创建工具后,打开对 gradio_tools 存储库的拉取请求! 我们欢迎所有贡献。

Once you have created your tool, open a pull request to the gradio_tools repo! We welcome all contributions.

示例工具 - 稳定扩散

以下是 StableDiffusion 工具的代码示例:

Here is the code for the StableDiffusion tool as an example:

from gradio_tool import GradioTool
import os

class StableDiffusionTool(GradioTool):
    """Tool for calling stable diffusion from llm"""

    def __init__(
        self,
        name="StableDiffusion",
        description=(
            "An image generator. Use this to generate images based on "
            "text input. Input should be a description of what the image should "
            "look like. The output will be a path to an image file."
        ),
        src="gradio-client-demos/stable-diffusion",
        hf_token=None,
    ) -> None:
        super().__init__(name, description, src, hf_token)

    def create_job(self, query: str) -> Job:
        return self.client.submit(query, "", 9, fn_index=1)

    def postprocess(self, output: str) -> str:
        return [os.path.join(output, i) for i in os.listdir(output) if not i.endswith("json")][0]

    def _block_input(self, gr) -> "gr.components.Component":
        return gr.Textbox()

    def _block_output(self, gr) -> "gr.components.Component":
        return gr.Image()

关于这个实现的一些注意事项: 1. GradioTool 的所有实例都有一个名为 client 属性,它指向底层的gradio client 。 这就是你应该在 create_job 方法中使用的内容。 2. create_job 只是将 query string 传递给客户端的 submit 函数,并带有一些硬编码的其他参数,即 negative prompt string 和 guidance scale。 我们可以修改我们的工具以在后续版本中也接受来自输入字符串的这些值。 3. postprocess 方法简单地返回稳定扩散空间创建的图像库中的第一张图像。 我们使用 os 模块来获取图像的完整路径。

Some notes on this implementation: 1. All instances of GradioTool have an attribute called client that is a pointed to the underlying gradio client. That is what you should use in the create_job method. 2. create_job just passes the query string to the submit function of the client with some other parameters hardcoded, i.e. the negative prompt string and the guidance scale. We could modify our tool to also accept these values from the input string in a subsequent version. 3. The postprocess method simply returns the first image from the gallery of images created by the stable diffusion space.

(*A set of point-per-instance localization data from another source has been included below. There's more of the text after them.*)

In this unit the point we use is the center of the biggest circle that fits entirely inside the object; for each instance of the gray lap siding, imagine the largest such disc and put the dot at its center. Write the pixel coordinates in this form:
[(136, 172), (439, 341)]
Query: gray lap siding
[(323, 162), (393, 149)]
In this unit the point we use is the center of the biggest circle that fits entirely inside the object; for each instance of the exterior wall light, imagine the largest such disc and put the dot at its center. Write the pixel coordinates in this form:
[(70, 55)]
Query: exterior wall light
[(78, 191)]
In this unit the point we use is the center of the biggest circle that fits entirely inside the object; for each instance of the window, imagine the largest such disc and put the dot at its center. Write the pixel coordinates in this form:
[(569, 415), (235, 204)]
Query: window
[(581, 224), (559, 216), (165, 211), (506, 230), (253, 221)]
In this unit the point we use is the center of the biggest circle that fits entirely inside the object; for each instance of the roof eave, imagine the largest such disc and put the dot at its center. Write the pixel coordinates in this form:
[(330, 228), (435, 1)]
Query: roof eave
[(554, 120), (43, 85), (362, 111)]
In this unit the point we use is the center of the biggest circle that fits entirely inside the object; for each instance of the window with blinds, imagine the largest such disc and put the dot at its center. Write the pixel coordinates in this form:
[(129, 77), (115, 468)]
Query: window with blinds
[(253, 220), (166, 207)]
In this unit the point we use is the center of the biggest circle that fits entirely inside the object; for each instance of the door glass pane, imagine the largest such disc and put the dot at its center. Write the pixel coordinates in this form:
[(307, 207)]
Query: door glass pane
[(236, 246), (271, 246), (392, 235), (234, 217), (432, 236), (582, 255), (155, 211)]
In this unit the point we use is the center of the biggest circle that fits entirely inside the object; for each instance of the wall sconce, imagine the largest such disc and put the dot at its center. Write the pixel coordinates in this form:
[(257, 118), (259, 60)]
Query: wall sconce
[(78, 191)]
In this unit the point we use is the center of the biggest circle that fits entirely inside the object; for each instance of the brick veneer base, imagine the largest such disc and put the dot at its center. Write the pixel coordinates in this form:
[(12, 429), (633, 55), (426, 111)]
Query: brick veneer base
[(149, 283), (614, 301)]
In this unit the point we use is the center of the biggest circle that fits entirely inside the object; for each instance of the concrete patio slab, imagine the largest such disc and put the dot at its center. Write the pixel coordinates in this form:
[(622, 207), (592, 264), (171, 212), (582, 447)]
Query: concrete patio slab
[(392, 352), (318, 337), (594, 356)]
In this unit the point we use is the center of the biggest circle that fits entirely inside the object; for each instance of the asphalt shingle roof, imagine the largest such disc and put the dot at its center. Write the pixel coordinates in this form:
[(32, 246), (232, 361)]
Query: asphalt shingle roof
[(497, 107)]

We use the os module to get the full path of the image.

结论

你现在知道如何使用 1000 多个在野外运行的 gradio 空间来扩展你的 LLM 的能力! 同样,我们欢迎对gradio_tools库的任何贡献。 我们很高兴看到大家构建的工具!

You now know how to extend the abilities of your LLM with the 1000s of gradio spaces running in the wild! Again, we welcome any contributions to the gradio_tools library. We're excited to see the tools you all build!